Along the way, you’ll pass by Mirror Lake, an absolutely stunning, still lake that has gorgeous fall foliage. The rustic-looking Castle Craig was gifted by Walter Hubbard, a manufacturing businessman who was the namesake of Hubbard Park. Once you arrive at the castle, you can take the stairs to the observation deck at the top, which offers breathtaking views of Hubbard Park and the surrounding nature areas.
Mount Prospect & Rand’s View
- Location: Canaan, CT
- Trail Length: 6.3 miles
- Elevation Gain: 1,305 feet
Hailed by some as one of the best views along the Appalachian Trail, the stunning Rand’s View trail is one you can’t miss if you’re looking for picturesque hikes in Connecticut. As a moderately difficult hike, this trail is accessible to most hikers willing to take on a challenge and some rock-filled trails. The rewards are obvious: stunning views, beautiful forests, and the opportunity to hike through one of the most iconic sections of the Appalachian Trail in the state of Connecticut. Not bad for a half-day hike, we’d say…
Mattabesett Trail and Mount Higby
- Location: Meriden, CT
- Trail Length: 8.9 miles
- Elevation Gain: 1,719 feet
One of the longer and more fun trails on this list is the Mattabesett Trail to Mount Higby. This mountain trail offers stunning views throughout the entire trail as it climbs along a ridge to Mount Higby. As one of the longest trails on our list, it’s a great option for those looking for a longer day hike in the mountains with some more serious elevation gain – over 1,700 feet! This trail is especially beautiful in the fall, when you can see the leaves changing colors for miles and miles on clear days. You’ll also catch glimpses of the nearby mountainsides as you scramble around the rocky terrain. It’s beautiful, it’s fun, it’s challenging…and it combines all of the best things about hiking in Connecticut in one 8.9-mile stretch.
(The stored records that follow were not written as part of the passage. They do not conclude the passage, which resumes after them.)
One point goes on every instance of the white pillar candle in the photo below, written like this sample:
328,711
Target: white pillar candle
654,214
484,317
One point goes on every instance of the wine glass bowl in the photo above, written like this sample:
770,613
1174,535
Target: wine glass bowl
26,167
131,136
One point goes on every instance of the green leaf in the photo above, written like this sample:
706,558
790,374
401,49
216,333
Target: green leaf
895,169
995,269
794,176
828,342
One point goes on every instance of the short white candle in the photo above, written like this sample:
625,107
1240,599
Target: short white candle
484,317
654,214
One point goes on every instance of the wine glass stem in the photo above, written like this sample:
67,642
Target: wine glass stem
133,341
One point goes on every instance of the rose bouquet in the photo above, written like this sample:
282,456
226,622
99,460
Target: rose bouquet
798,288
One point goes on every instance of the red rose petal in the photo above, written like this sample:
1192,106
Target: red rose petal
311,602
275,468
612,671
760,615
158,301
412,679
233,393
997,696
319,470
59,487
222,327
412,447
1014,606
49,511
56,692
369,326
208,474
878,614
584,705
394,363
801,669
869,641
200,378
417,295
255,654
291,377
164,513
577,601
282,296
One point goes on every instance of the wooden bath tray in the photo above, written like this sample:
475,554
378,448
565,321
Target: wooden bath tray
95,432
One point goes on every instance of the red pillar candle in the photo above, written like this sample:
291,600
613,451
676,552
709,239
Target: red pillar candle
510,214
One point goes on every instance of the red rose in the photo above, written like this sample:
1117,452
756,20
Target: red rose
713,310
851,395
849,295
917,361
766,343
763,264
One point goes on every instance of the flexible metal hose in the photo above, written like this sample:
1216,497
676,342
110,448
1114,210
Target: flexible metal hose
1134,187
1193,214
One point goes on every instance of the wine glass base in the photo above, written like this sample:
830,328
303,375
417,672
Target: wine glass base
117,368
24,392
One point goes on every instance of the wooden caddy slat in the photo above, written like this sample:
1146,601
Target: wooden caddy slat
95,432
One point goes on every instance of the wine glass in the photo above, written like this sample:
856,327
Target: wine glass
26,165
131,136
Sleeping Giant Head Trail (Blue and Violet Loop)
- Location: Sleeping Giant State Park
- Trail Length: 8 miles
- Elevation Gain: 1,692 feet
Perhaps the coolest and most challenging trail on our list, the Sleeping Giant Head Trail is one to remember. You’ll scramble up scenic (but challenging!) rock formations over the course of nearly 1,700 feet of elevation gain to reach the summit of this mountain in the scenic Sleeping Giant State Park. Aside from having the coolest name ever, this park boasts absolutely breathtaking views of southwestern Connecticut, especially in the fall when the leaves change. What avid hikers like the most about this trail is that it’s a really good workout, with several scrambling areas and a very steep, leg burning uphill that makes the views at the top even more rewarding.
Additional Resources for Hiking in Connecticut
What to Bring
- Breathable hiking clothes – For warmer hikes, you’ll want to wear a sweat-wicking shirt and breathable pants, like these Patagonia hiking shorts for men and women. For cold-weather hikes, we recommend dressing in layers, including merino wool baselayers for men and women, a down puffer jacket for men and women, and a Northface waterproof outer shell for men and women. And don’t forget a pair of the best women’s and men’s hiking socks!
- Trekking poles – You won’t need these for every single hike, but we suggest throwing them in your car just in case. We recommend the Black Diamond Trail Ergo cork trekking poles, which are lightweight, easy to transport, and durable.
- Water bottle – Having water available at all times is a huge must. To limit disposable plastic, we recommend bringing your own refillable water bottle. We’re obsessed with Hydro Flask water bottles because they keep water cold for hours.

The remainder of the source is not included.